Answers a query without any privacy guarantees, returning a Spark DataFrame.

Note that query evaluation behavior depends on options (see NoPrivacySession.Options for more information).

The type of privacy_budget must match the type your NoPrivacySession was initialized with (i.e., you cannot evaluate a query using RhoZCDPBudget if this NoPrivacySession was initialized with a PureDPBudget, and vice versa). And, even though it does not provide any privacy guarantees, NoPrivacySession keeps tracks its privacy budget just like a Session. In particular, this method “spends” the specified privacy_budget.

Example

>>> sess.private_sources
['my_private_data']
>>> sess.get_column_types("my_private_data") 
{'A': ColumnType.VARCHAR, 'B': ColumnType.INTEGER, 'X': ColumnType.INTEGER}
>>> sess.remaining_privacy_budget
PureDPBudget(epsilon=1)
>>> # Evaluate Queries
>>> filter_query = QueryBuilder("my_private_data").filter("A > 0")
>>> count_query = filter_query.groupby(KeySet.from_dict({"X": [0, 1]})).count()
>>> count_answer = sess.evaluate(
...     query_expr=count_query,
...     privacy_budget=PureDPBudget(0.5),
... )
>>> sum_query = filter_query.sum(column="B", low=0, high=1)
>>> sum_answer = sess.evaluate(
...     query_expr=sum_query,
...     privacy_budget=PureDPBudget(0.5),
... )
>>> count_answer # TODO(#798): Seed randomness and change to toPandas()
DataFrame[X: bigint, count: bigint]
>>> sum_answer # TODO(#798): Seed randomness and change to toPandas()
DataFrame[B_sum: bigint]
>>> sess.remaining_privacy_budget
PureDPBudget(epsilon=0)

Parameters:

query_expr (Query) – One query expression to answer.
privacy_budget (PrivacyBudget) – The privacy budget used for the query.

Return type:

Any

create_view(query_expr, source_id, cache)#

Creates a new view from a transformation and possibly cache it.

Example

>>> sess.private_sources
['my_private_data']
>>> sess.get_column_types("my_private_data") 
{'A': ColumnType.VARCHAR, 'B': ColumnType.INTEGER, 'X': ColumnType.INTEGER}
>>> public_spark_data.toPandas()
   A  C
0  0  0
1  0  1
2  1  1
3  1  2
>>> sess.add_public_dataframe("my_public_data", public_spark_data)
>>> # Create a view
>>> join_query = (
...     QueryBuilder("my_private_data")
...     .join_public("my_public_data")
...     .select(["A", "B", "C"])
... )
>>> sess.create_view(
...     join_query,
...     source_id="private_public_join",
...     cache=True
... )
>>> sess.private_sources
['private_public_join', 'my_private_data']
>>> sess.get_column_types("private_public_join") 
{'A': ColumnType.VARCHAR, 'B': ColumnType.INTEGER, 'C': ColumnType.INTEGER}
>>> # Delete the view
>>> sess.delete_view("private_public_join")
>>> sess.private_sources
['my_private_data']

Parameters:

query_expr (QueryBuilder) – A query that performs a transformation.
source_id (str) – The name, or unique identifier, of the view.
cache (bool) – Whether or not to cache the view.

delete_view(source_id)#

Deletes a view and decaches it if it was cached.

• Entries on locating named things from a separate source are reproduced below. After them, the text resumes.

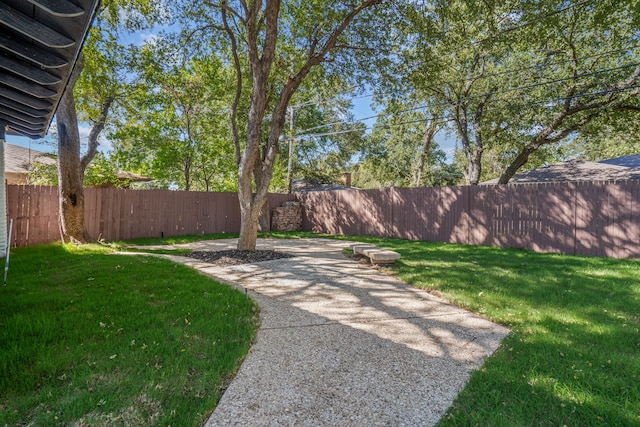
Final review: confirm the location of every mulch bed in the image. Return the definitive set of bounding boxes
[185,249,293,266]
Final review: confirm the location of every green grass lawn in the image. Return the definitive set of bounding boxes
[340,238,640,426]
[0,245,258,426]
[6,233,640,426]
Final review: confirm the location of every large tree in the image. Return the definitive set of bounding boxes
[56,0,168,243]
[180,0,382,250]
[387,0,639,184]
[110,41,236,191]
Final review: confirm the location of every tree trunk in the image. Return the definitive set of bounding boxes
[415,119,437,187]
[56,85,91,243]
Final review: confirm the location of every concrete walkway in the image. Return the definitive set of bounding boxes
[156,239,509,426]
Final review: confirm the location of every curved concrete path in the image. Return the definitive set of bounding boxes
[156,239,509,426]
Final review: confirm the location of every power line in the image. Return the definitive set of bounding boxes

Parameters:: source_id (str) – The name of the view.

partition_and_create(source_id, privacy_budget, column, splits)#

Returns new NoPrivacySessions for each partition.

This works exactly like partition_and_create(), but returns NoPrivacySessions instead of Sessions.

Example

This example partitions the session into two sessions, one with A = “0” and one with A = “1”. Due to parallel composition, each of these Sessions are given the same budget, while only one count of that budget is deducted from Session.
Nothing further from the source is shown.